Question

A coffee maker heats $2\;kg$ of water from \[15\]Celsius to \[100\] Celsius. How much thermal energy was required?

Answer 1

Hint:We know that thermal energy or the heat energy is the increase in temperature due to the movement of atoms. Using the given formula, since the mass and the temperature difference is given, we can calculate the thermal energy from the for thermodynamics formula.
Formula used:
$Q=m\times c\times \Delta T$

Complete answer:
We know from conservation of energy that energy can neither be created or destroyed but it can be transferred from one form to another. We also know that the molecules in a water being a liquid, can move around freely and hence have a high kinetic energy as compared to that of solids.
When an external stimuli is used to increase the temperature of any substance , here coffee, this increase in temperature, results in an increase in kinetic energy of the water molecules.
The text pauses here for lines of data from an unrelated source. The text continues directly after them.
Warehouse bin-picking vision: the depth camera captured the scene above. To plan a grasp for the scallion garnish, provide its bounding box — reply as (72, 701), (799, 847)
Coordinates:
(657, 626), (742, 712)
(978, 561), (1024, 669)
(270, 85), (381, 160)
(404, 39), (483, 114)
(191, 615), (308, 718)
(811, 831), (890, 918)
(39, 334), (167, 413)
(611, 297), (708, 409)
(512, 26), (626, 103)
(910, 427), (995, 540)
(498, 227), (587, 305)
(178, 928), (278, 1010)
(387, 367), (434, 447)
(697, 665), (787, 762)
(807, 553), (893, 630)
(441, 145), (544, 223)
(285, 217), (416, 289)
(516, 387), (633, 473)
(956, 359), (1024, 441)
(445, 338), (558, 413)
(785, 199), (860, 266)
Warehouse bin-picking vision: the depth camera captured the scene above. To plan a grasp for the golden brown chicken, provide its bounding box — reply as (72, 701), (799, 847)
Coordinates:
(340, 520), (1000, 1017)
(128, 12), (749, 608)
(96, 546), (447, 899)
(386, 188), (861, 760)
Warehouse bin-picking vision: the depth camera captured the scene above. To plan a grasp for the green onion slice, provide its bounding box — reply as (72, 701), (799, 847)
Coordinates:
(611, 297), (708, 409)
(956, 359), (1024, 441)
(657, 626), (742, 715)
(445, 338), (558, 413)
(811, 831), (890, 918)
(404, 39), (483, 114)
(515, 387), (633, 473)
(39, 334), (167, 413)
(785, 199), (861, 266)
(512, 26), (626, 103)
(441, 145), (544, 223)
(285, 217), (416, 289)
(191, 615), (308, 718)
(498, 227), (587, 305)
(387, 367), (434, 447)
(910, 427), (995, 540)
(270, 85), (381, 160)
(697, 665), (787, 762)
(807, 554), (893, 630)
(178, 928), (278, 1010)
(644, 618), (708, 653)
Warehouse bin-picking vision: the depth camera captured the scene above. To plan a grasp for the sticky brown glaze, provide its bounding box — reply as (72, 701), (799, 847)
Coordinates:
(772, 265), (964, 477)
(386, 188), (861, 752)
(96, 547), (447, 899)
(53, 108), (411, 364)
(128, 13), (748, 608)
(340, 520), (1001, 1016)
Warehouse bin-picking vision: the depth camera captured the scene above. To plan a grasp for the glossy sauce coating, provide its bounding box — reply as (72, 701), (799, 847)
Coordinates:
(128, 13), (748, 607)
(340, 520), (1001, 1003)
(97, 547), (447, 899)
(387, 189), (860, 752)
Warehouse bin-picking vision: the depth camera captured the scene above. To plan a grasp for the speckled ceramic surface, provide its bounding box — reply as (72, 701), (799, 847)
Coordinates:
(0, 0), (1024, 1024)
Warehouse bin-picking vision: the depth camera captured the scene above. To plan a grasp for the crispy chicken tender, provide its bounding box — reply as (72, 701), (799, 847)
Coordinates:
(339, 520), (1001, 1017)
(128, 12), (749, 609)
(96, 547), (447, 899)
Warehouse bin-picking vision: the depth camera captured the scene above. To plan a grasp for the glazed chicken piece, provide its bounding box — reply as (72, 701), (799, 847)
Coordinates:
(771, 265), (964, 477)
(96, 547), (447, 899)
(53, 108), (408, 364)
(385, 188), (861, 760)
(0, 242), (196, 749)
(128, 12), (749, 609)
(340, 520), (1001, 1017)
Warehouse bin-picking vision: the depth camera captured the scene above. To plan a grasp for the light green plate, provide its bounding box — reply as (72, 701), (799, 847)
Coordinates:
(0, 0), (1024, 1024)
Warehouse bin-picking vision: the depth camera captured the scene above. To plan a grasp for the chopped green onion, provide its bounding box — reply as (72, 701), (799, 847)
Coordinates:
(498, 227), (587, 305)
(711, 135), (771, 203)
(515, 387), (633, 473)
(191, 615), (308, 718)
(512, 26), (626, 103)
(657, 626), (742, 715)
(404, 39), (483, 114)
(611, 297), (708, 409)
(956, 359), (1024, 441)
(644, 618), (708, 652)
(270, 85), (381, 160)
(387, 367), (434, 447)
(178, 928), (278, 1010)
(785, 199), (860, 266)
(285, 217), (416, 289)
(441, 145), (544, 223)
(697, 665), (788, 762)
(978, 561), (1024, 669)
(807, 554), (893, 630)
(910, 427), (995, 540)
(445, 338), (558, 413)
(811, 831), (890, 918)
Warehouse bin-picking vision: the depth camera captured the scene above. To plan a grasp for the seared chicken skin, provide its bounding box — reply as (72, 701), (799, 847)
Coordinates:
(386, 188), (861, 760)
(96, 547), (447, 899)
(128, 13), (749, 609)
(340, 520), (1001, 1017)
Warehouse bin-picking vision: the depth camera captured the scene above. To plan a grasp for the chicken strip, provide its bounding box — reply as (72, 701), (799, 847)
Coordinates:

This change in energy is also called heat energy or more commonly known as thermal energy. This thermal energy is represented as the following, $Q=m\times c\times \Delta T$, where, $Q$ is the thermal energy, $m$ is the mass of the substance , $c$ is the specific heat of the substance, water and $\Delta T$ is the change in temperature.
Here, given that $m=2kg$ and $\Delta T= 100-15=85^{\circ}C$
We know, the specific heat of water is$c=4.186 J/gK$
Substituting the values, in $Q=m\times c\times \Delta T$, we get,
$\implies Q=2kg\times 4.186kJ/kgC \times 85 ^{\circ}C$
$\implies Q=712kJ$
Thus the thermal energy or heat energy produced due the temperature increase is $712\;kJ$

Note:
The difference Celsius scale and Kelvin scale are linear. The specific heat $c$ is a constant which can be found easily on logarithmic tables books. Also note in the above question, we are converting grams to kilograms and joules to kilojoules hence the fraction is still valid.